Parties shall indemnify, defend, and hold harmless each other (and their subsidiaries, affiliates, officers, employees, agents, partners, mandatories, vendors, and licensors) of any and all Claims (including third party Claims) arising as a result of or in relation to any breach of this Agreement or fault by the other party. Customer shall indemnify FatSync in relation to any activities conducted by Customer through the Services, or otherwise in relation to “Customer’s” products or services.

Governing Law

This Agreement shall be governed by and construed in accordance with the laws of India.

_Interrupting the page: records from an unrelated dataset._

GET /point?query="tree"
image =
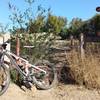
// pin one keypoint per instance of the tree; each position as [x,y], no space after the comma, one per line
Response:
[54,23]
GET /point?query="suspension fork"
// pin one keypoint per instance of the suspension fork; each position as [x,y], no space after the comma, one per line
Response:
[13,62]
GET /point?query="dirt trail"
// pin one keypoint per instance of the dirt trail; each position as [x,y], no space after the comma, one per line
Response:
[62,92]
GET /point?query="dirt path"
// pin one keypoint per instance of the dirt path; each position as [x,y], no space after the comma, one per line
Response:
[62,92]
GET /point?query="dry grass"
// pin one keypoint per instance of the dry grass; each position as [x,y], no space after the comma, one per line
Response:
[85,71]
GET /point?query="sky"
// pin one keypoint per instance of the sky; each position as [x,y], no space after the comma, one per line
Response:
[83,9]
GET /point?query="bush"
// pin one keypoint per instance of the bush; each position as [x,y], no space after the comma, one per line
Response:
[85,72]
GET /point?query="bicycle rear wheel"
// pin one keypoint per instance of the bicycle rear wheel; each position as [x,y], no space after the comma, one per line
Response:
[4,79]
[48,80]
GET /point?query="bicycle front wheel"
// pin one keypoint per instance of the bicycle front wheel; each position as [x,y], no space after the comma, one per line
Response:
[45,81]
[4,79]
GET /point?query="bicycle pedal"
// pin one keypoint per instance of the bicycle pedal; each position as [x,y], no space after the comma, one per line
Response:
[28,85]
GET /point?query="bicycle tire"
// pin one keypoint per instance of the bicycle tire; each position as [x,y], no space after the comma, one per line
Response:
[3,87]
[41,85]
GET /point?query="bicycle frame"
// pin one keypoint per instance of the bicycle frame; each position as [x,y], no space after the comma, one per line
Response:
[13,62]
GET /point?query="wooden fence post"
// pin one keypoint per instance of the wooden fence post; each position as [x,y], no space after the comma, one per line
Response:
[82,52]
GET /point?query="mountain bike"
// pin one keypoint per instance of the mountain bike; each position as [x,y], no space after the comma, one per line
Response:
[42,74]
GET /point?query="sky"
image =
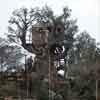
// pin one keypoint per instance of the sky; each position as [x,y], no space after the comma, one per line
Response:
[86,11]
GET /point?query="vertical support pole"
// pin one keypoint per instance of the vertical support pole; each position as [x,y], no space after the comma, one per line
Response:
[49,73]
[96,89]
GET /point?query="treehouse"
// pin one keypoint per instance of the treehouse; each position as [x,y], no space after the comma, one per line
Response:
[39,35]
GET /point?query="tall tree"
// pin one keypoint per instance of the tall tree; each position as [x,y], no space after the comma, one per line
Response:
[20,23]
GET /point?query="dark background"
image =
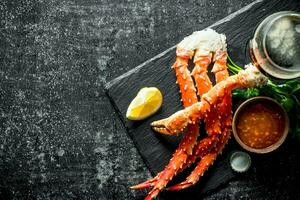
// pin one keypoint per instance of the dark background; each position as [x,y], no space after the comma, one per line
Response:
[59,135]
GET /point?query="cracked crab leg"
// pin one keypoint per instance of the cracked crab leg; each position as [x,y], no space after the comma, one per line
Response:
[250,77]
[212,119]
[189,97]
[224,113]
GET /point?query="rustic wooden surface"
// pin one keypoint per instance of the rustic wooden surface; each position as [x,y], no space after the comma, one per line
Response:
[156,149]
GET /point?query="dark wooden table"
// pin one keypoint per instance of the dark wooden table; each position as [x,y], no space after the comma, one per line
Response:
[60,138]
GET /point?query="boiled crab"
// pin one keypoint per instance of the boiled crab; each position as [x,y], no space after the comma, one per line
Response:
[214,107]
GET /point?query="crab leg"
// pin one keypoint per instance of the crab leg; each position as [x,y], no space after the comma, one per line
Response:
[250,77]
[189,140]
[212,119]
[224,113]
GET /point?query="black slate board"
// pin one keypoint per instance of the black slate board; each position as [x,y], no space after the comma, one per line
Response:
[157,149]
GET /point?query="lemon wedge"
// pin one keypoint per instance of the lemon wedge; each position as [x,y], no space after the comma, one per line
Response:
[146,103]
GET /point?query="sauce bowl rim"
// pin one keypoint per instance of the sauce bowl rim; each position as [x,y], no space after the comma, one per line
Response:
[250,102]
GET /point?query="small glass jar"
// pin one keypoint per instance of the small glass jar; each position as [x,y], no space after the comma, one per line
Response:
[275,46]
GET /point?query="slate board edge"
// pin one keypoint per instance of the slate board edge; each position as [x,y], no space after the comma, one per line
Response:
[111,83]
[124,124]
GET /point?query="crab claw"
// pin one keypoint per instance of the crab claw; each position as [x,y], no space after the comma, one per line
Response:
[180,186]
[172,125]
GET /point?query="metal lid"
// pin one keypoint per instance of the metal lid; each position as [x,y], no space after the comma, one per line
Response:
[275,46]
[240,161]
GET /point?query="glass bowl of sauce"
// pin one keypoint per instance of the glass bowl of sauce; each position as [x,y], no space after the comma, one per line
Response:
[275,46]
[260,125]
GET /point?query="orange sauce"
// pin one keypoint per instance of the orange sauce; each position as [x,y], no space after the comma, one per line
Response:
[260,126]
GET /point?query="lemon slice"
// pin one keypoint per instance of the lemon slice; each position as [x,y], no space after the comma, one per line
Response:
[147,102]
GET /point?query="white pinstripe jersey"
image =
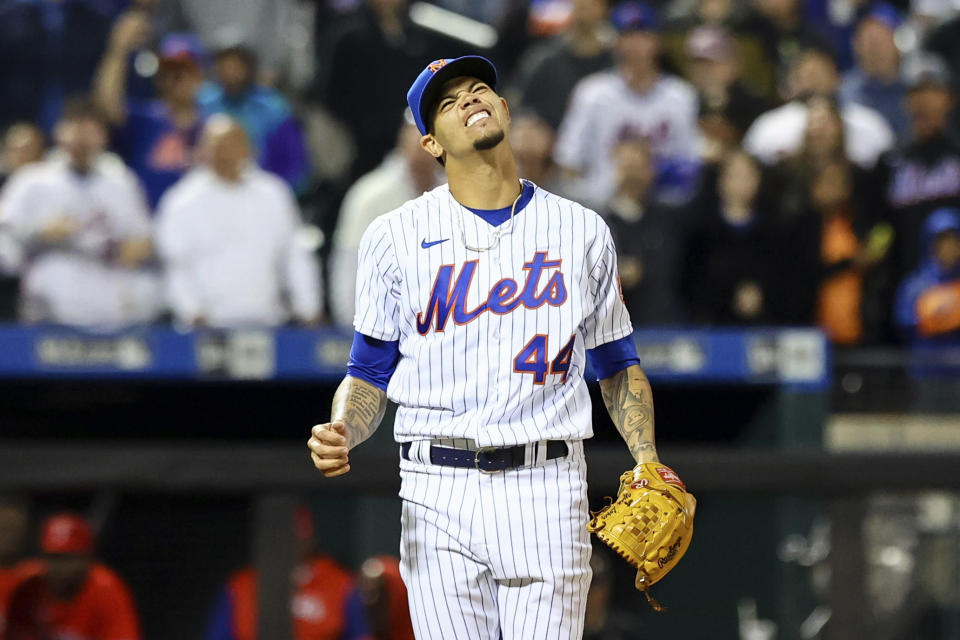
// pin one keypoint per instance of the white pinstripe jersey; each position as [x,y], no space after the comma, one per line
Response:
[492,343]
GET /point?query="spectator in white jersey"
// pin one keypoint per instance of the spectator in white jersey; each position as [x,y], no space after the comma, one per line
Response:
[876,80]
[229,236]
[81,225]
[548,71]
[635,99]
[779,133]
[23,144]
[404,174]
[650,240]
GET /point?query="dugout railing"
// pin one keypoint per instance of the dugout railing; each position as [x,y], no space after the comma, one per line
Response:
[273,475]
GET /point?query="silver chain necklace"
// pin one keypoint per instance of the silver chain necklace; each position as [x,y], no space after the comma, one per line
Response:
[497,231]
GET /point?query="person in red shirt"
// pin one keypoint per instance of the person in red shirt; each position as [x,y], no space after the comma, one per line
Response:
[67,594]
[321,588]
[14,520]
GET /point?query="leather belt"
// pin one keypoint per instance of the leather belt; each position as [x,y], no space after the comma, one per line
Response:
[489,459]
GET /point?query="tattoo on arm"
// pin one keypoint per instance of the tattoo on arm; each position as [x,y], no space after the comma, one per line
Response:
[360,406]
[629,401]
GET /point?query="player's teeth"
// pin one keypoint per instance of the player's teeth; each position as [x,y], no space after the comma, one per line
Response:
[477,117]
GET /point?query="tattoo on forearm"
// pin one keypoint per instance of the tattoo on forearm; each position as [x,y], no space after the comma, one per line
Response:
[360,406]
[629,400]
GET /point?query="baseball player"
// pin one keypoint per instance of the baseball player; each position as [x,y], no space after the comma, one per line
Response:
[477,304]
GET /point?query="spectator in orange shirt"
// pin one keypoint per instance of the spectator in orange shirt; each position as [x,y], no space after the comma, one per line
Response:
[68,594]
[928,303]
[321,587]
[13,532]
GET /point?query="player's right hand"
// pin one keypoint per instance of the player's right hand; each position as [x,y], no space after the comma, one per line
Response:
[329,450]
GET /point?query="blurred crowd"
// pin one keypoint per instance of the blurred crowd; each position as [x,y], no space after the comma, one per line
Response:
[760,162]
[65,591]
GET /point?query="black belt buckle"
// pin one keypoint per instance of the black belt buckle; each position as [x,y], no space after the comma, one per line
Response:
[476,460]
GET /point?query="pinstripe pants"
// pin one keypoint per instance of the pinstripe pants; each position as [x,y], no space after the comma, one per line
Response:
[496,556]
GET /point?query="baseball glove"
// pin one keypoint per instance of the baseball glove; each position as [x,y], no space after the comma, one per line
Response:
[648,524]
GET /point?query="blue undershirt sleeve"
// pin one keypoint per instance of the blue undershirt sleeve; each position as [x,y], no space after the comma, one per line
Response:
[373,360]
[612,357]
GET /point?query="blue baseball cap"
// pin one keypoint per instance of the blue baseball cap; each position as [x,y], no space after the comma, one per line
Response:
[884,13]
[423,92]
[182,47]
[634,16]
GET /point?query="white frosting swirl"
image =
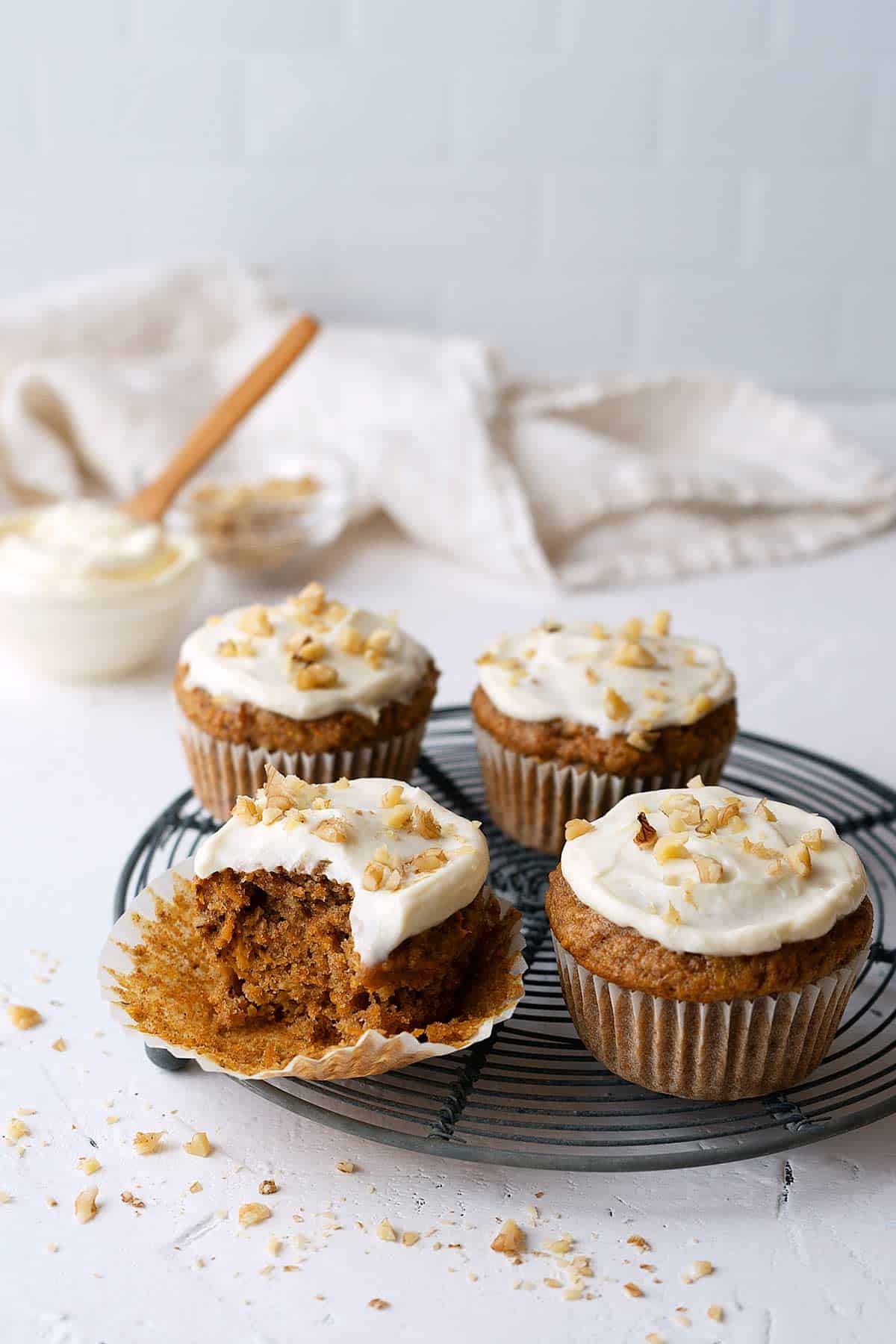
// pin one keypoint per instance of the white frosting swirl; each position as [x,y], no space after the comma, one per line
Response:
[264,673]
[382,918]
[84,547]
[568,672]
[751,907]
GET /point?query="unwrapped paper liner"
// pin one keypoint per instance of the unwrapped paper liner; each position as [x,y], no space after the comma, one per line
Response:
[532,800]
[716,1051]
[223,771]
[371,1054]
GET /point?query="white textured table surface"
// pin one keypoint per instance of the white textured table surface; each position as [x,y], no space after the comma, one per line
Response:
[802,1248]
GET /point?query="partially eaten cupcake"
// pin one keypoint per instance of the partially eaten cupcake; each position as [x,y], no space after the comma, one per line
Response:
[331,932]
[343,907]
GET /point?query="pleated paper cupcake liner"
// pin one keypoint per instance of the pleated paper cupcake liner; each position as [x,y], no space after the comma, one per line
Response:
[721,1051]
[223,771]
[374,1053]
[532,800]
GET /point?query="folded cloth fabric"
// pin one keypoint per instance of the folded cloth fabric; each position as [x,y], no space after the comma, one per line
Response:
[612,480]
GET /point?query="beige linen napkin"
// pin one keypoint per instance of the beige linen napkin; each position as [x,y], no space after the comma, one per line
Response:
[615,480]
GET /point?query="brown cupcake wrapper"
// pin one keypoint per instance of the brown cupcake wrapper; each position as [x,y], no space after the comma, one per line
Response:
[721,1051]
[222,771]
[532,800]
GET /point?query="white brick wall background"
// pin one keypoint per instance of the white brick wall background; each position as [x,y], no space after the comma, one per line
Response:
[590,184]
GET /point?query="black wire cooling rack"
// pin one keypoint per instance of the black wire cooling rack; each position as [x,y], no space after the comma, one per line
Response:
[532,1095]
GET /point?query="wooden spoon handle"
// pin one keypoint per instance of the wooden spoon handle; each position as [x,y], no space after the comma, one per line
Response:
[152,502]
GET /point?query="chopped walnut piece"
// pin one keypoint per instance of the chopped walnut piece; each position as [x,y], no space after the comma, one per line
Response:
[425,824]
[349,640]
[247,811]
[671,847]
[430,860]
[312,598]
[255,620]
[148,1142]
[509,1239]
[615,705]
[199,1145]
[379,641]
[87,1203]
[398,818]
[576,827]
[700,706]
[709,821]
[305,650]
[697,1270]
[252,1214]
[630,655]
[642,741]
[709,870]
[374,875]
[314,676]
[334,830]
[798,859]
[645,836]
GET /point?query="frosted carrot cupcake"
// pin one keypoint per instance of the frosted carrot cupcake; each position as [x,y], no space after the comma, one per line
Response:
[328,932]
[709,942]
[312,687]
[571,718]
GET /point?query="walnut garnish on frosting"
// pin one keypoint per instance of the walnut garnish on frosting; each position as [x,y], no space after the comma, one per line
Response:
[334,830]
[632,655]
[798,859]
[709,870]
[314,676]
[645,836]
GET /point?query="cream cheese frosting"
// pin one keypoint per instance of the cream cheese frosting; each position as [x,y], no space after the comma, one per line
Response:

Customer agrees, in the event any claim or suit is brought in connection with this Agreement, it shall be brought to the exclusive jurisdiction and venue of the courts of Delhi, India. In any action to enforce this Agreement, including, without limitation, any action by FatSync for the recovery of fees due hereunder, Customer shall pay reasonable attorney's' fees and costs in connection with such action.

Severability

In the event that any one or more of the provisions contained herein shall, for any reason, be held to be invalid, illegal, or unenforceable in any respect, such invalidity, illegality, or unenforceability shall not affect any of the other provisions of this Agreement, and this Agreement shall be construed as if such provision(s) had never been contained herein, provided that such provision(s) shall be curtailed, limited, or eliminated only to the extent necessary to remove the invalidity, illegality, or unenforceability.

Waiver

No waiver by FatSync of any breach by Customer of any of the provisions of this Agreement shall be deemed a waiver of any preceding or succeeding breach of this Agreement. No such waiver shall be effective unless it is in writing signed by the parties hereto, and then only to the extent expressly set forth in such writing.

Assignment

Neither party may assign or transfer this Agreement or any rights or obligations hereunder, in whole or in part, except with the prior written consent of the other party, which shall not be unreasonably be withheld; provided that FatSync may assign or transfer this Agreement, or any rights or obligations hereunder, in whole or in part: (i) to an affiliate of FatSync, (ii) in connection with a merger, amalgamation or sale of all or a substantial part of the business of FatSync, or (iii) for financing, securitization or other similar purposes, which assignments and/or transfers shall operate novation and discharge FatSync hereunder. A change of control of Customer shall be deemed to be an assignment and transfer hereunder and shall be governed by the requirements of this provision. The terms and conditions along with privacy policies with all references, constitutes the sole and entire agreement of the parties to this agreement with respect to the subject matter contained herein, and supersedes all prior terms and conditions which were agreed by the Customer.